Dysregulated Smooth Muscle Cell BMPR2-ARRB2 Axis Causes Pulmonary Hypertension

Abstract

Objective: Mutations in BMPR2 (bone morphogenetic protein receptor 2) are associated with familial and sporadic pulmonary arterial hypertension (PAH). The functional and molecular link between loss of BMPR2 in pulmonary artery smooth muscle cells (PASMC) and PAH pathogenesis warrants further investigation, as most investigations focus on BMPR2 in pulmonary artery endothelial cells. Our goal was to determine whether and how decreased BMPR2 is related to the abnormal phenotype of PASMC in PAH.

Methods: SMC-specific Bmpr2^-/- mice (BKO^SMC) were created and compared to controls in room air, after 3 weeks of hypoxia as a second hit, and following 4 weeks of normoxic recovery. Echocardiography, right ventricular systolic pressure, and right ventricular hypertrophy were assessed as indices of pulmonary hypertension. Proliferation, contractility, gene and protein expression of PASMC from BKO^SMC mice, human PASMC with BMPR2 reduced by small interference RNA, and PASMC from PAH patients with a BMPR2 mutation were compared to controls, to investigate the phenotype and underlying mechanism.

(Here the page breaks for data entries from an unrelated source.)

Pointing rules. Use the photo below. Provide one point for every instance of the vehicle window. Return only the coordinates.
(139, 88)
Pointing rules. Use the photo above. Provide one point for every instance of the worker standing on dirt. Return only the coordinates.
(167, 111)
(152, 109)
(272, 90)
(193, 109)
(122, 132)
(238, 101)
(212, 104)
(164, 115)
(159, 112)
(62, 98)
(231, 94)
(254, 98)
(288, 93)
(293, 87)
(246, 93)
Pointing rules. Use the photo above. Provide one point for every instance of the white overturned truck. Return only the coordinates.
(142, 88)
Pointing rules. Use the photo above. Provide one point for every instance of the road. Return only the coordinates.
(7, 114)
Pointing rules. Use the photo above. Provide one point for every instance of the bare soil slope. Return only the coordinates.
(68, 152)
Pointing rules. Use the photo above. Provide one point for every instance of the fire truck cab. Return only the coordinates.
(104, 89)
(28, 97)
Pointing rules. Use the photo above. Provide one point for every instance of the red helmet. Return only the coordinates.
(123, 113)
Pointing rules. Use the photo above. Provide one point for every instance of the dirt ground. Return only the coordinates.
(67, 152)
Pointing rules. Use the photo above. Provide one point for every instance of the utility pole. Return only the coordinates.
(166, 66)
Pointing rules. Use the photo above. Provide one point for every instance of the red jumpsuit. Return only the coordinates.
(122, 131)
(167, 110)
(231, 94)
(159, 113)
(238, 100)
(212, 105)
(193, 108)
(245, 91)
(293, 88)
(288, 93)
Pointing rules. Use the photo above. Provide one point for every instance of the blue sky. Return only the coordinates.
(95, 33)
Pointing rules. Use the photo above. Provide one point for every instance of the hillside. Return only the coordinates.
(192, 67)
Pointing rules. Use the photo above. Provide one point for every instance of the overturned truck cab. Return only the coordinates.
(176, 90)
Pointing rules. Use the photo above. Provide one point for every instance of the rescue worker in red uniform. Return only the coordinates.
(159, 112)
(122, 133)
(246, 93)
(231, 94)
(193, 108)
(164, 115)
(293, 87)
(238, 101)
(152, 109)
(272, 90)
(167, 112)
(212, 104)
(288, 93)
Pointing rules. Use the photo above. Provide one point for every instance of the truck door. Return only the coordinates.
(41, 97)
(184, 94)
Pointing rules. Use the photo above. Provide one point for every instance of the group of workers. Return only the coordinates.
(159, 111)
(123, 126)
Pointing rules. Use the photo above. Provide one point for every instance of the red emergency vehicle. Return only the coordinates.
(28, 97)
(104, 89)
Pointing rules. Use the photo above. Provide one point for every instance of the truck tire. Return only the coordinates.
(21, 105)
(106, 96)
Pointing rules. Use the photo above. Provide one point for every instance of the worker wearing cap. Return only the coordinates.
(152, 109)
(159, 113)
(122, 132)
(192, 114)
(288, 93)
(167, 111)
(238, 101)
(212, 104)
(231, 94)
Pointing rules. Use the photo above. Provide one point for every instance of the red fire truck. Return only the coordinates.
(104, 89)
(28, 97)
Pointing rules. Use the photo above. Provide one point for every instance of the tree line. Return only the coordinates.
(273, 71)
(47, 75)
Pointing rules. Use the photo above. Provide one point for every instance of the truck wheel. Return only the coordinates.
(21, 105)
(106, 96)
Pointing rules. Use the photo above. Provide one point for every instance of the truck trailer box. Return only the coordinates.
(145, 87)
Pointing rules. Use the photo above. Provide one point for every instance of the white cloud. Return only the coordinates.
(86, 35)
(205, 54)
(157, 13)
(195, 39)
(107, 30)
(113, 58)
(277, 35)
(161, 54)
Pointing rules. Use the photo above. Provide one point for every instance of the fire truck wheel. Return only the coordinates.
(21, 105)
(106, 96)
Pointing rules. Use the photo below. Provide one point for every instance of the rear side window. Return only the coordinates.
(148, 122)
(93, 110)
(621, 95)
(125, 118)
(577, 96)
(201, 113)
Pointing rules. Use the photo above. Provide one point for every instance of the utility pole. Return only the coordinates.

Results: BKO^SMC mice showed reduced hypoxia-induced vasoconstriction and persistent pulmonary hypertension following recovery from hypoxia, associated with sustained muscularization of distal pulmonary arteries. PASMC from mutant compared to control mice displayed reduced contractility at baseline and in response to angiotensin II, increased proliferation and apoptosis resistance. Human PASMC with reduced BMPR2 by small interference RNA, and PASMC from PAH patients with a BMPR2 mutation showed a similar phenotype related to upregulation of pERK1/2 (phosphorylated extracellular signal related kinase 1/2)-pP38-pSMAD2/3 mediating elevation in ARRB2 (β-arrestin2), pAKT (phosphorylated protein kinase B) inactivation of GSK3-beta, CTNNB1 (β-catenin) nuclear translocation and reduction in RHOA (Ras homolog family member A) and RAC1 (Ras-related C3 botulinum toxin substrate 1). Decreasing ARRB2 in PASMC with reduced BMPR2 restored normal signaling, reversed impaired contractility and attenuated heightened proliferation and in mice with inducible loss of BMPR2 in SMC, decreasing ARRB2 prevented persistent pulmonary hypertension.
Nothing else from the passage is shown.